Sometimes, no graph can substitute for a good video. This is particularly true in the field of animal behaviour and neuroethology. As I mentioned previously, I was just at the Tenth International Congress of Neuroethology, and I saw a few people trying to bring video to their poster, including me.
On my poster, I did two things. First, I snitched a lot of tacks and used them to mount an iPad.
Several people thought this was brave of me. I knew it would work, because I had seen Bradley Voytek do this at last year’s Neuroscience meeting. With enough tacks, and new poster boards, that iPad was in there solidly. It wasn’t going to hit the floor unless the entire poster board went over.
Because I wasn’t by my poster at all times, and I didn’t want to leave my new iPad unattended, I printed a QR code to the video behind the iPad:
I was kind of proud of this, because I planned ahead.
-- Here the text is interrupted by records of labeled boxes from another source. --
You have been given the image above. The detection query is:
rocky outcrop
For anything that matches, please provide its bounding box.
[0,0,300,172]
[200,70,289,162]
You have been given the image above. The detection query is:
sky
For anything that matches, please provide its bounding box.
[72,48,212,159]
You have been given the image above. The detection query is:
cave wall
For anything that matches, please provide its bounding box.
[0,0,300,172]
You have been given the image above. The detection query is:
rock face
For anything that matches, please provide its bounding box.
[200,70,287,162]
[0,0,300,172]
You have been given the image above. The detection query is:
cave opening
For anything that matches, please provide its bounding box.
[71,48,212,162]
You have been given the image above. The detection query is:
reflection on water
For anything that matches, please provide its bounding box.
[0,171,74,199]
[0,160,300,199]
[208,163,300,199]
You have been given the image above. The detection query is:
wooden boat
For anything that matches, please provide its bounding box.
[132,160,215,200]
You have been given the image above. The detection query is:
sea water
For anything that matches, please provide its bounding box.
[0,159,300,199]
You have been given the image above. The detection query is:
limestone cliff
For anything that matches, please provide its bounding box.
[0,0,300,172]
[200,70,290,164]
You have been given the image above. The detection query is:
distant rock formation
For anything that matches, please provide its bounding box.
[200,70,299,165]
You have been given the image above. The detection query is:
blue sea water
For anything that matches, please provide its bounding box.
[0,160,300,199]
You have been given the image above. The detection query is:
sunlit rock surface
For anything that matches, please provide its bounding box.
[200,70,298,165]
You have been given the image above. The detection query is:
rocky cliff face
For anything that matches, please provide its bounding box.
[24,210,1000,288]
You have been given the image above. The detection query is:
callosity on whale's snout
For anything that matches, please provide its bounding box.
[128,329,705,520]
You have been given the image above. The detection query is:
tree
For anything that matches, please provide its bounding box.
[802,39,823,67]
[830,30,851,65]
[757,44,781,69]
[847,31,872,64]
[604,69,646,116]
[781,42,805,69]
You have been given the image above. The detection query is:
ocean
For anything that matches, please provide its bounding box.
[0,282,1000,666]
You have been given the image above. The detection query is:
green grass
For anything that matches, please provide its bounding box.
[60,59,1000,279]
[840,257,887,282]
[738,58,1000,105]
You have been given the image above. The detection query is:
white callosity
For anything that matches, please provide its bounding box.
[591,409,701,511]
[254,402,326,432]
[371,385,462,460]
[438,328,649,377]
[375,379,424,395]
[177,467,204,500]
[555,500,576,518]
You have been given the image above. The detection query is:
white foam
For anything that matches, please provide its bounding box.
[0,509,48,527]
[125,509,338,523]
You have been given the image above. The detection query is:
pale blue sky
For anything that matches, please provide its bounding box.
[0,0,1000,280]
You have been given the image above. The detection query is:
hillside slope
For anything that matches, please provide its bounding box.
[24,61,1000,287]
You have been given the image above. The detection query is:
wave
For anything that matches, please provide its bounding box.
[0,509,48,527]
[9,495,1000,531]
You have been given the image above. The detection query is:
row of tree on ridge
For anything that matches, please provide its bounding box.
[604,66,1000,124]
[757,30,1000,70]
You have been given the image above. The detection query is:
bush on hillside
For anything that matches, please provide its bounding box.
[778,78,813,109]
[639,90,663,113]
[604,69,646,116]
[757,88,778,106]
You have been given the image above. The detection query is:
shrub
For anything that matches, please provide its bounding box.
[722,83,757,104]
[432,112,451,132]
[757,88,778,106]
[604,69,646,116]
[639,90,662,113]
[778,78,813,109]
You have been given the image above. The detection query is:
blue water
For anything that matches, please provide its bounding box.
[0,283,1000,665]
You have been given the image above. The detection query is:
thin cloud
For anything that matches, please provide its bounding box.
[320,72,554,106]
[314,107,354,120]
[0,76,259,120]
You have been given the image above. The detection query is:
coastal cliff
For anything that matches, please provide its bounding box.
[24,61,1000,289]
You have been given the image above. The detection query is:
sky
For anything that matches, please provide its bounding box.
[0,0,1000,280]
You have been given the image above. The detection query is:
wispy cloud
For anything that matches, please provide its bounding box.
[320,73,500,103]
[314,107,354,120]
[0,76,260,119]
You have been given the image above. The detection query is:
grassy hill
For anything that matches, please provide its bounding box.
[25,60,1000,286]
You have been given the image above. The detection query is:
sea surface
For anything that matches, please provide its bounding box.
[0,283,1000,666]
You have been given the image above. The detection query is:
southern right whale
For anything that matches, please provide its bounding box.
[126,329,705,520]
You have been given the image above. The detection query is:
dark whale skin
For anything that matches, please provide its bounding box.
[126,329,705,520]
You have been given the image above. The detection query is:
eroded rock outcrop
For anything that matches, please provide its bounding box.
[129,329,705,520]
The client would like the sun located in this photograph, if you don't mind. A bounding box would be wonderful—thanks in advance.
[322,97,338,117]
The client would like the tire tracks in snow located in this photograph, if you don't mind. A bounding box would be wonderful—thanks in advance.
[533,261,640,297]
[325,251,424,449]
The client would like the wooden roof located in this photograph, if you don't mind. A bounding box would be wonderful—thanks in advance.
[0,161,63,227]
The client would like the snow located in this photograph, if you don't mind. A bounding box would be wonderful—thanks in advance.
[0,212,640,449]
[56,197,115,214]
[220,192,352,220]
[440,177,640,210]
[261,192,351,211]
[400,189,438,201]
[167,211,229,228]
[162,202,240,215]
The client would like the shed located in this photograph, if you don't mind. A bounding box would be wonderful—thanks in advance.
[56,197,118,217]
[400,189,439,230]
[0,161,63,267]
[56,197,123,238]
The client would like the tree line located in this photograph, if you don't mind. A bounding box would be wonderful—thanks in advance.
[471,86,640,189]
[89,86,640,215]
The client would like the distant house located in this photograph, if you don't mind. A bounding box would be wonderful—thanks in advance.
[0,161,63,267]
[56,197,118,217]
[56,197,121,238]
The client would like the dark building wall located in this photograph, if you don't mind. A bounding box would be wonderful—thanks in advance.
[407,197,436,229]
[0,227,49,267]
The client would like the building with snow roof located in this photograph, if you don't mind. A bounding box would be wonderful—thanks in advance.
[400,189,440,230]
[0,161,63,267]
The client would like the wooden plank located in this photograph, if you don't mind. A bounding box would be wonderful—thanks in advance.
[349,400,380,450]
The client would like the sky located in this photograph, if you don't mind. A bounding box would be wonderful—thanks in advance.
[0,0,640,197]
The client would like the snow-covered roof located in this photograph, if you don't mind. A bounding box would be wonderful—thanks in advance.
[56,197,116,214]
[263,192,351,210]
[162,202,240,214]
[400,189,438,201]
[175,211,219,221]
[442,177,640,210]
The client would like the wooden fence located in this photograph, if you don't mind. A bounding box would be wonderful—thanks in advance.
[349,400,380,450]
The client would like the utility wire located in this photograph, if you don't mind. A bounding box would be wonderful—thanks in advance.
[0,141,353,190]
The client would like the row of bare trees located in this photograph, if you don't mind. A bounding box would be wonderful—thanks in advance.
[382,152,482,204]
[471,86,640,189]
I used some good practices in the text (telling people exactly what the code was). I left just enough space so that this would be concealed when the iPad was in place.
Other presenters were also using iPads, but mounting them in different ways. The next two photos are from the same poster, on different days:
On day on, the presented used the iPad cover to act as a sort of lanyard arrangement.
By day two, the presented decided just to hang the iPad over the top of the poster board frame. Now this was what made me nervous.
I discovered one minor little problem with using an iPad to show people video, though. I would have liked for the video to be showing continuously, looping, so I didn’t have to be fiddling with it anew for every poster customer. There is no way to do that using the normal video app in the iPad. You have to resort to a few hacks to get looping video.
Another person, not wanting to risk an expensive iPad, just used a digital photo frame instead.
But as long as you can have someone by the poster, the risk to putting you iPad on the poster is minimal.